Just because something is beneficial does not mean it will be taken up by the community. My question is (and that is what I'm most interested in atm) what makes Rust's adoption inevitable? Are there people paying to make that happen? Are kernel level security bugs that big of a concern now that migrating to Rust is a pressing issue? Do you see what I mean?

(Again, just to clarify my comment: I'm not challenging anyone. It's just that there are hundreds of programming languages out there. Rust's been around for a good while. So, why now? And circling back to my original question, what makes its adoption inevitable?)

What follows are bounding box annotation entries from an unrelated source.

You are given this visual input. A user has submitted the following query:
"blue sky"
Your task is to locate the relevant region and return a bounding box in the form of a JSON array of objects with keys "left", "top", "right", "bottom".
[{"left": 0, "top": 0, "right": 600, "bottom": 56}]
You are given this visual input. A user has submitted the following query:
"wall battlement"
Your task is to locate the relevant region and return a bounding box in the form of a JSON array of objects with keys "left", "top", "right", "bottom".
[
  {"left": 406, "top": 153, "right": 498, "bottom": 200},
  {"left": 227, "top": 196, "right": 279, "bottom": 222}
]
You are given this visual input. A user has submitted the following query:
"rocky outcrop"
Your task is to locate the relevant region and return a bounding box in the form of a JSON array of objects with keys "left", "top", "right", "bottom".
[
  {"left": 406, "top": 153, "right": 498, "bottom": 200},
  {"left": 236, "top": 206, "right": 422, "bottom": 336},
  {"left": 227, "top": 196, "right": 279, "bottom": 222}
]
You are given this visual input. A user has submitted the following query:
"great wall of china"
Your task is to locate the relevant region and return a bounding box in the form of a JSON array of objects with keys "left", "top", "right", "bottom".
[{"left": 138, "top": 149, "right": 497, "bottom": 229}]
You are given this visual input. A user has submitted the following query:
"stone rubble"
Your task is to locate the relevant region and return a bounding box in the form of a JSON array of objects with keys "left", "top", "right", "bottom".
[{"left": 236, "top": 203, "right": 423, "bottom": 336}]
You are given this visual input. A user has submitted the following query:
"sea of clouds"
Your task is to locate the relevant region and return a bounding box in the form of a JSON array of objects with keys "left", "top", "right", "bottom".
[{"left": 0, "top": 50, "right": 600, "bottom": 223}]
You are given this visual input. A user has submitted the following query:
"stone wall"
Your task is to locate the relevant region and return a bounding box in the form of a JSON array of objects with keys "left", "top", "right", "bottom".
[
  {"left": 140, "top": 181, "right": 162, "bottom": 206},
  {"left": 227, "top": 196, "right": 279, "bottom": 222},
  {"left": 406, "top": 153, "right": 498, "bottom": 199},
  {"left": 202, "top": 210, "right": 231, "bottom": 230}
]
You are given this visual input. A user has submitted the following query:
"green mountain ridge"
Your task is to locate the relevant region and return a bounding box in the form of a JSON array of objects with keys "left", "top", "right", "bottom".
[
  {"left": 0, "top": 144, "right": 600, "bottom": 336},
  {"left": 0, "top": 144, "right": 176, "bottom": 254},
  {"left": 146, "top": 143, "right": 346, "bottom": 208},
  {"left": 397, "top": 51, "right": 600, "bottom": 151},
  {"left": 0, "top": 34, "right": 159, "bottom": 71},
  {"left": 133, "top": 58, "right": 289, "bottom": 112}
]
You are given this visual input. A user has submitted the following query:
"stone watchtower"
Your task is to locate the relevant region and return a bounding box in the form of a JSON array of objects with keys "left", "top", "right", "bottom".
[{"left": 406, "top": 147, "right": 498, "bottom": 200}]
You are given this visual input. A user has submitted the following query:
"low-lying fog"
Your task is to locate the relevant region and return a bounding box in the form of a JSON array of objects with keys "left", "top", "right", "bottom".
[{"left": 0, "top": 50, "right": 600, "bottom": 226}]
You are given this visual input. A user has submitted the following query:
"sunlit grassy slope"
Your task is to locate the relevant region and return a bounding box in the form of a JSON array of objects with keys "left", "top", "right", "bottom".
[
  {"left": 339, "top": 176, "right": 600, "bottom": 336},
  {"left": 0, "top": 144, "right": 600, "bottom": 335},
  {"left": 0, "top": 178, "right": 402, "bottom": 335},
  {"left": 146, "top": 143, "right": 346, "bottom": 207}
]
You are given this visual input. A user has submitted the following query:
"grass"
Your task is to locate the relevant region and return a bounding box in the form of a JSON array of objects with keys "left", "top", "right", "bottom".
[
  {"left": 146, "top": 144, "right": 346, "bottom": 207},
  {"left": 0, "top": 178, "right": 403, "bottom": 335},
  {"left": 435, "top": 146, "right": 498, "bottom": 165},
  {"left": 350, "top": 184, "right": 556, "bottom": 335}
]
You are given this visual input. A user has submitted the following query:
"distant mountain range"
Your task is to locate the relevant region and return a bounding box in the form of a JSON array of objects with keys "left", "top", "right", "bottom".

I think fundamentally it's because it's a better language than C and more pleasant to write.

Sure there will be a lot of old codgers who don't want to learn new things (surprisingly common in the tech industry), but eventually they'll retire or die, and new kernel devs will be very unlikely to pick C over Rust.

The security thing is definitely a driving force but I think probably not that much just compared to how much easier and more pleasant it is to write correct Rust than correct C (in most cases).


Good question, it’s not. You're responding to just another Rust and/or LLM fanatic claiming they can predict the future. Dime a dozen on this board.

I will that the Rust fanatic mantle thank you very much. Check your sources though [1]. I dont predict the future I just listen to Linus.

[1] https://lwn.net/Articles/1049831/


Sorry to burst your bubble but it takes more than Linus to make Linux.

I suspect you wouldn't be saying that if he had agreed with you.

I wouldn’t be saying that it takes more than Linus to build Linux if Linus agreed with me?

What on earth are you talking about? Don’t quit your day job to become a detective.


Absolutely. If Linus had said "Rust for Linux might go away" then you would have said "See! The creator and leader of Linux says Rust is going to go away!" but because he said it is here to stay you're saying "Pff, Linus isn't that important."

I won't quit my day job to become a detective because actual detective work isn't this trivial.


Hey let’s not put the Rust fanatics in the same bucket as the LLM bros. One is a safe programming language, the other is an overgrown lorem ipsum text generator. We’re not the same :)

The fact that you’re both getting lumped in the same shill bucket together should give you pause.